A imigração disparou na Alemanha no ano passado, atingindo o seu nível máximo nos últimos 16 anos, à medida que as pessoas dos países mais afetados pela crise, como Grécia e Espanha, mudam da periferia da Europa para o centro do poder econômico, indicaram dados divulgados na quarta-feira.

REUTERS

16 Maio 2012 | 16h08

As chegadas provenientes da Grécia quase dobraram com relação ao ano anterior, enquanto o país mediterrâneo mergulha em um turbilhão político e econômico. O fim das restrições aos trabalhadores do leste europeu também contribuiu para o fluxo.

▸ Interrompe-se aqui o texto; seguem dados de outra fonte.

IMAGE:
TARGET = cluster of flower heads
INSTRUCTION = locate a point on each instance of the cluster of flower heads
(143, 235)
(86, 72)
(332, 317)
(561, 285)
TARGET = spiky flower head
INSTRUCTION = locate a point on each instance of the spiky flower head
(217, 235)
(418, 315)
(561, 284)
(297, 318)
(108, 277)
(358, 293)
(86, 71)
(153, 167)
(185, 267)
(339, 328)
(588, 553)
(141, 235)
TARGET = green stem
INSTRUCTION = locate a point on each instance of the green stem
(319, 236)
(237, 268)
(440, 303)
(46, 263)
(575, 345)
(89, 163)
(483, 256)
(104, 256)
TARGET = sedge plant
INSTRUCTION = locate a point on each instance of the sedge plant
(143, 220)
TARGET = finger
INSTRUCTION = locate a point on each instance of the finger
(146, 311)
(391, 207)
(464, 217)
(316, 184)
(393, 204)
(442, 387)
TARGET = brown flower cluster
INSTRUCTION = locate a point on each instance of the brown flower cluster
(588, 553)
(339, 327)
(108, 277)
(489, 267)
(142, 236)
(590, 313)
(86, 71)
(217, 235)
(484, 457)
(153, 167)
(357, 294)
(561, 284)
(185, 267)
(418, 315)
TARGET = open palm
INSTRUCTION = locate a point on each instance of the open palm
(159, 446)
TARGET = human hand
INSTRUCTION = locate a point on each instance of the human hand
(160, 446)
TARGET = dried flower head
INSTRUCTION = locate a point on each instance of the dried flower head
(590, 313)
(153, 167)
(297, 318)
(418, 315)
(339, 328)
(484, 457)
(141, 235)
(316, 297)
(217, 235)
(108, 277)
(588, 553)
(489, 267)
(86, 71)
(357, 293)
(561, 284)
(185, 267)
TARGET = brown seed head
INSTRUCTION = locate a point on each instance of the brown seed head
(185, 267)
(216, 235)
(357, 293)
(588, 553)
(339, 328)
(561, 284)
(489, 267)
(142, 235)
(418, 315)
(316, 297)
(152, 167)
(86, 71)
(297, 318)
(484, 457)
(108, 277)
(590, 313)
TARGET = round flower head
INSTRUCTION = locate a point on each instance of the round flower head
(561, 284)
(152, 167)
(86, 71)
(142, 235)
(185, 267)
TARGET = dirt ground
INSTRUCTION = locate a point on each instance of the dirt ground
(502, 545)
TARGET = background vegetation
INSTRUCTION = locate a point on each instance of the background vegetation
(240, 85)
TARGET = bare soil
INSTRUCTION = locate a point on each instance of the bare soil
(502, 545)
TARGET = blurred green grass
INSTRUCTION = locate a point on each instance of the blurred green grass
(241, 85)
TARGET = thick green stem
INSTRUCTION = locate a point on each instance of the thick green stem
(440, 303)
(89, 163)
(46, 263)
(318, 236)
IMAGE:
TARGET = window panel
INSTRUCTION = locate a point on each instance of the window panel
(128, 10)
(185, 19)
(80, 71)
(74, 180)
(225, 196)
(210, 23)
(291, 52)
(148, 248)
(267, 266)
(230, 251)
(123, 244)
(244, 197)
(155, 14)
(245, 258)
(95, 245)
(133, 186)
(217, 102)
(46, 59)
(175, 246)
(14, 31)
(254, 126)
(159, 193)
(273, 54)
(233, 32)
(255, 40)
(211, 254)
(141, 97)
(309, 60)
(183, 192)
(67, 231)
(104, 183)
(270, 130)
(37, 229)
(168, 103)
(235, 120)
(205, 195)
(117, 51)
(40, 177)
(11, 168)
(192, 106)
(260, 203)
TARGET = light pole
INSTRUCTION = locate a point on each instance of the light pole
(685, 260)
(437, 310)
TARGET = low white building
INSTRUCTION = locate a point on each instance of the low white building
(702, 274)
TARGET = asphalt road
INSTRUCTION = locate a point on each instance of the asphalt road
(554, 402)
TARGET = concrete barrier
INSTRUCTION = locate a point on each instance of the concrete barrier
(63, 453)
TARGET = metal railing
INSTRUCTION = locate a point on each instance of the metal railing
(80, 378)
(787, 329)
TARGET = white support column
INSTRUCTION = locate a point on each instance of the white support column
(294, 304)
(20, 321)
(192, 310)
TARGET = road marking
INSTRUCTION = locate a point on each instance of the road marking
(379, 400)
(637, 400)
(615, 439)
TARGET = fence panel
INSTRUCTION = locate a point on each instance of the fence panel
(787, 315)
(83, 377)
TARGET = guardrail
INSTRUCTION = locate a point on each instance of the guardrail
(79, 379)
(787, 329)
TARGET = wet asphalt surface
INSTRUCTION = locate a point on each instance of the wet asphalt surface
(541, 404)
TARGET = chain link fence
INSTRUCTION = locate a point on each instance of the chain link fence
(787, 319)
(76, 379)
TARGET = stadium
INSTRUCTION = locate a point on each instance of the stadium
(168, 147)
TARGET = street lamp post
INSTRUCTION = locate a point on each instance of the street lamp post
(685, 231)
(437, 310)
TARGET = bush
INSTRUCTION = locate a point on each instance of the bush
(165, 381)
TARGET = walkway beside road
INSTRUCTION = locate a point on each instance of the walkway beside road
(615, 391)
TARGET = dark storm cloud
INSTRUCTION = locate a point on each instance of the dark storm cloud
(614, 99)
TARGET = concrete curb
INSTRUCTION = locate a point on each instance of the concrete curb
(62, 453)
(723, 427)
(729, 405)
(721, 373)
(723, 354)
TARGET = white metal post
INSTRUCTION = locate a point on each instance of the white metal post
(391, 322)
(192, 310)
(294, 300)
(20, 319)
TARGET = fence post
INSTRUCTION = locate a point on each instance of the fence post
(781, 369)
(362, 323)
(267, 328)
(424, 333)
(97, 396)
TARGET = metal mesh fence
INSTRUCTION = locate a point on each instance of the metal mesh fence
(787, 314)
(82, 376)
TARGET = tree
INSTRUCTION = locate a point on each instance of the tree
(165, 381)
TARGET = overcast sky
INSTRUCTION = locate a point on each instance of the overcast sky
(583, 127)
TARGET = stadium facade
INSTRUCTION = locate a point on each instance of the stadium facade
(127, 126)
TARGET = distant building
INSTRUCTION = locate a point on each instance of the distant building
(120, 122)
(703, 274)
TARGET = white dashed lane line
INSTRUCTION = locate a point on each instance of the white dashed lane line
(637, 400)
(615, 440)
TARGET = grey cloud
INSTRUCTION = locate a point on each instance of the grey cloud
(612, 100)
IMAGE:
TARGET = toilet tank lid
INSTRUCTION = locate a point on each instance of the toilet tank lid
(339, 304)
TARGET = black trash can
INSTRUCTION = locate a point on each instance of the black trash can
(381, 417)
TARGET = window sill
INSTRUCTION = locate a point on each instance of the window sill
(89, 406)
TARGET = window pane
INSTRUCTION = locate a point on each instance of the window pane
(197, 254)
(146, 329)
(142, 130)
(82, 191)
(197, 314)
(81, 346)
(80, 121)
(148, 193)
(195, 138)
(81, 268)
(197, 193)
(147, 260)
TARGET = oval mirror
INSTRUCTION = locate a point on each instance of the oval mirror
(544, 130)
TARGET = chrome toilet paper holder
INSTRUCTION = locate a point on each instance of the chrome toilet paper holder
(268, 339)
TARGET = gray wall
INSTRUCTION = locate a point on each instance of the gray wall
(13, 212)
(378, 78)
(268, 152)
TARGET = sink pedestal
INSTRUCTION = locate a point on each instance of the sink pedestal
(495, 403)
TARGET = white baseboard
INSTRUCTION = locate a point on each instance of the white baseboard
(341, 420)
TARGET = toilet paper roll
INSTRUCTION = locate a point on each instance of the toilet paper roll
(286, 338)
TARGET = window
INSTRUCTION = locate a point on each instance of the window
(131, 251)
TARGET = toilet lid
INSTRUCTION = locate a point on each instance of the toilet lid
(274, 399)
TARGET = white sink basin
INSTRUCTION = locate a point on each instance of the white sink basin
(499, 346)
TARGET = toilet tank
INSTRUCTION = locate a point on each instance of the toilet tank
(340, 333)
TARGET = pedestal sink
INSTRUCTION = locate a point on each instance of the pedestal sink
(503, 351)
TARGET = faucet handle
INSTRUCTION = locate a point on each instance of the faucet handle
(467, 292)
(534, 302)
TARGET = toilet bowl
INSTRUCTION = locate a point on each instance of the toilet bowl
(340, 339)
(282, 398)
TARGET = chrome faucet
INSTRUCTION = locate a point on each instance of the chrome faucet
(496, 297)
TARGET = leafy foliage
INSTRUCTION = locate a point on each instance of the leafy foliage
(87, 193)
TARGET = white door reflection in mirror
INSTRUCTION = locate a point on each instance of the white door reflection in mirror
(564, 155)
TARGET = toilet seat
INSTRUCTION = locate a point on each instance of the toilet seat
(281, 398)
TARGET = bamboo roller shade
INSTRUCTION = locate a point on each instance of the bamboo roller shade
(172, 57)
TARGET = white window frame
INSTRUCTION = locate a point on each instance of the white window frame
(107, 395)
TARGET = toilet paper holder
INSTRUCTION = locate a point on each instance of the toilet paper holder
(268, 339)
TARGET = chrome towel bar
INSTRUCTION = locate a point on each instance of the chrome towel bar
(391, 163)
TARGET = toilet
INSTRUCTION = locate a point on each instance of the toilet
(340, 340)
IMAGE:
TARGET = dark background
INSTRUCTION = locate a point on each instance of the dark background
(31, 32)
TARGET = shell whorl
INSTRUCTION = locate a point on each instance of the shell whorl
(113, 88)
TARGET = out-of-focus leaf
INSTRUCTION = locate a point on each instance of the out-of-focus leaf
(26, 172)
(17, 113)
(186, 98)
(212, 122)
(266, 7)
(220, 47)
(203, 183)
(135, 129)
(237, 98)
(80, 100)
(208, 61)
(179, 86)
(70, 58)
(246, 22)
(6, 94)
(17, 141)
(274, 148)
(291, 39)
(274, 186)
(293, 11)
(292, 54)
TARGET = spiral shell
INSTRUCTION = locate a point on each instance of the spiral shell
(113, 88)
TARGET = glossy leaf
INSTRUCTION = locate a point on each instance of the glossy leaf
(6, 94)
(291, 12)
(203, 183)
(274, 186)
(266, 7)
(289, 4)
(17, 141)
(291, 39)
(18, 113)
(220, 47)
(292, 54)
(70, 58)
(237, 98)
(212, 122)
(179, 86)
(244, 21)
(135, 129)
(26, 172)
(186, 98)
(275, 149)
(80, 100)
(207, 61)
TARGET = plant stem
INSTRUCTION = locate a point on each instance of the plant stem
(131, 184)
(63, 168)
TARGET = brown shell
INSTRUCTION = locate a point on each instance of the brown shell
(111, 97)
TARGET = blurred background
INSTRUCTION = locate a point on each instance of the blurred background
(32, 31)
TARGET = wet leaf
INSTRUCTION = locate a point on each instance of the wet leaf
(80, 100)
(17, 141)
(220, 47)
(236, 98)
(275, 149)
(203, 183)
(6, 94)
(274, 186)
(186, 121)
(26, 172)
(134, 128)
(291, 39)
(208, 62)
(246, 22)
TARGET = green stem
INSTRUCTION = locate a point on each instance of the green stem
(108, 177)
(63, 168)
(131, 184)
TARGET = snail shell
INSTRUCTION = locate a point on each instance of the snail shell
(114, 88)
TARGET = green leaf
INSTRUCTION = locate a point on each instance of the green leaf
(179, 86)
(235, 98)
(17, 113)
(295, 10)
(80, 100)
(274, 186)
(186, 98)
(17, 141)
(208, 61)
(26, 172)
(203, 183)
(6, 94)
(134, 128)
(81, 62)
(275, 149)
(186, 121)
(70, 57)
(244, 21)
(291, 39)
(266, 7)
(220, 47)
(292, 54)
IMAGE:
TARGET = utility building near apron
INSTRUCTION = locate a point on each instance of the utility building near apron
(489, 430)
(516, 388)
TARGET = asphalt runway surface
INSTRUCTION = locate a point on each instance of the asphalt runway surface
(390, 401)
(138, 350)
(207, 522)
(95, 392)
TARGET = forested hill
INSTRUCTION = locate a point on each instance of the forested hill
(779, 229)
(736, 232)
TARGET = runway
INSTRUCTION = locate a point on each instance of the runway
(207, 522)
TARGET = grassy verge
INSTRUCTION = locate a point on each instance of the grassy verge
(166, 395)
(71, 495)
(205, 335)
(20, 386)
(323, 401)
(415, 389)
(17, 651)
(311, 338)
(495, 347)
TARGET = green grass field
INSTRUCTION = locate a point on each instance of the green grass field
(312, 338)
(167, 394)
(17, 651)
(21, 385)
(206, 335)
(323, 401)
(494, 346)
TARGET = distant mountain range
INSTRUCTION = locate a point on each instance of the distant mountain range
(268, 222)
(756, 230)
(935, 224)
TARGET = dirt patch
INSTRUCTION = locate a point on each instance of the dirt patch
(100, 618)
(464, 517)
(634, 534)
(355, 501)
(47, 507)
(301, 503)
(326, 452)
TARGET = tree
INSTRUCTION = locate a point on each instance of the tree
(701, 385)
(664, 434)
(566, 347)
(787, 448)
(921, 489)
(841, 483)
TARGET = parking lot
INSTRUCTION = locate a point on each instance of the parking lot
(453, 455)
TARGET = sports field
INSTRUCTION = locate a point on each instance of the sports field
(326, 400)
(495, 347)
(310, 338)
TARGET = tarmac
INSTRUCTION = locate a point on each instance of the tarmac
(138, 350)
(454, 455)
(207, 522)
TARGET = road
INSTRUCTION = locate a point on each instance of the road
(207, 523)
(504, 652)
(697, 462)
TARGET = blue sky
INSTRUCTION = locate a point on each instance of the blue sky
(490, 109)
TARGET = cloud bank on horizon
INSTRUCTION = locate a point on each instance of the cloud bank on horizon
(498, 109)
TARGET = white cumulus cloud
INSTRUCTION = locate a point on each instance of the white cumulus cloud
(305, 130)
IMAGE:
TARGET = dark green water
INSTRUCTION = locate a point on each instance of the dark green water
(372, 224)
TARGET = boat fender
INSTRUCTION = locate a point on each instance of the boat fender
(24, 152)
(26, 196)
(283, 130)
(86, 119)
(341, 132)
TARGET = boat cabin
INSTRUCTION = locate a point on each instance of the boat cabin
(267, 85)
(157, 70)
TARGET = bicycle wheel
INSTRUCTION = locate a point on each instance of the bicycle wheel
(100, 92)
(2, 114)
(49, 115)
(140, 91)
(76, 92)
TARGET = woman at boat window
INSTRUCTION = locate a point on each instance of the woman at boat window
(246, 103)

Dados preliminares do Escritório Federal de Estatísticas indicaram que 958 mil pessoas se mudaram para a Alemanha em 2011, enquanto 679 mil partiram, resultando na maior entrada líquida de pessoas desde 1996.

“"A imigração aumentou especialmente vinda dos países mais atingidos pela crise, em especial Grécia e Espanha", informou o órgão.

Cerca de 24 mil gregos se mudaram para a Alemanha em 2011, um aumento de 90 por cento em relação a 2010; ao mesmo tempo 21 mil espanhóis chegaram, um incremento de 52 por cento.

Ainda assim, a principal força por trás do salto na imigração foi os países do leste europeu que entraram na União Europeia em 2004.

A fim de proteger seu mercado de trabalho, Alemanha e Áustria impuseram uma isenção de sete anos nas regras da UE de livre movimento do trabalho para as pessoas dos países que foram comunistas, como Polônia, República Tcheca e Hungria. Isso terminou em maio do ano passado.

Como resultado, aumentou a imigração vinda da Polônia, com 163 mil poloneses mudando-se para a Alemanha em 2011 - 49 mil a mais do que em 2010. Cerca de 41 mil húngaros foram para a Alemanha no ano passado, 12 mil a mais do que no ano anterior.